Airlangga mengatakan Pertamina telah siap untuk mengimplementasikan blending. Kebijakan ini disebut berpotensi mengurangi penggunaan BBM berbasis fosil sebanyak 4 juta kiloliter.
“Tentu ini dalam enam bulan ada penghematan dari fosil dan juga ada penghematan subsidi dari biodiesel yang diperkirakan nilai Rp 48 triliun,” ucap dia.
Baca Juga
Lonjakan Harga Minyak Jadi Momentum Percepat Implementasi B50
Airlangga menjelaskan untuk memastikan distribusi, pemerintah akan melakukan pengaturan pembelian BBM dengan penggunaan barcode MyPertamina. Rencananya pembelian BBM dibatasi hingga 50 liter per kendaraan.
“Ini tidak berlaku bagi kendaraan umum untuk orang dan barang,” ujar dia.
Sebelumnya diberitakan, Menteri Energi dan Sumber Daya Mineral (ESDM) Bahlil Lahadalia mengajak masyarakat Indonesia untuk lebih bijak dalam mengkonsumsi bahan bakar minyak (BBM), utamanya di tengah kondisi geopolitik yang tidak menentu seperti sekarang.
Bahlil tidak memungkiri, ketegangan geopolitik yang terjadi di Timur Tengah telah membuat sejumlah negara mengambil langkah antisipatif dalam menghemat penggunaan energi, utamanya BBM. Sebab, gejolak di Timur Tengah tersebut menyebabkan ditutupnya Selat Hormuz yang merupakan salah satu jalur pelayaran energi paling strategis di dunia yang dilalui sekitar 20% perdagangan minyak dunia.
“Saya mengajak kepada semua masyarakat bahwa dalam kondisi seperti ini tidak bisa pemerintah bekerja sendiri.

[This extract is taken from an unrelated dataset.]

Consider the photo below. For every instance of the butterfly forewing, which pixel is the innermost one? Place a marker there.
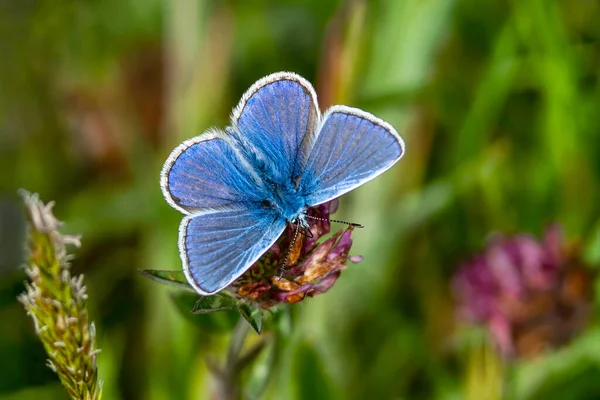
(275, 122)
(351, 148)
(205, 173)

Kita membutuhkan dukungan kerja sama dari masyarakat. Caranya seperti apa? Kita harus melakukan pembelian BBM dengan wajar dan bijak,” kata Bahlil dalam konferensi pers, Selasa (31/3/2026).
Baca Juga
Program B50 Dikebut, GAPKI Pastikan Pasokan Minyak Goreng Tetap Aman
Bahlil mengatakan bahwa dirinya yang merupakan mantan sopir angkot paham betul berapa konsumsi BBM yang diperlukan untuk sebuah mobil dalam sehari. Menurutnya, konsumsi BBM 50 liter sudah lebih dari cukup untuk sebuah mobil dalam sehari.
“Dalam pandangan kami sebagai mantan sopir angkot, wajar dan bijak itu kalau isi mobil satu hari 50 liter, itu tangki sudah penuh satu hari. Jadi kita akan mendorong ke sana (langkah penghematan energi). Yang tidak terlalu penting-penting, kami mohon agar kita juga bisa lakukan dengan bijak,” tegas Bahlil.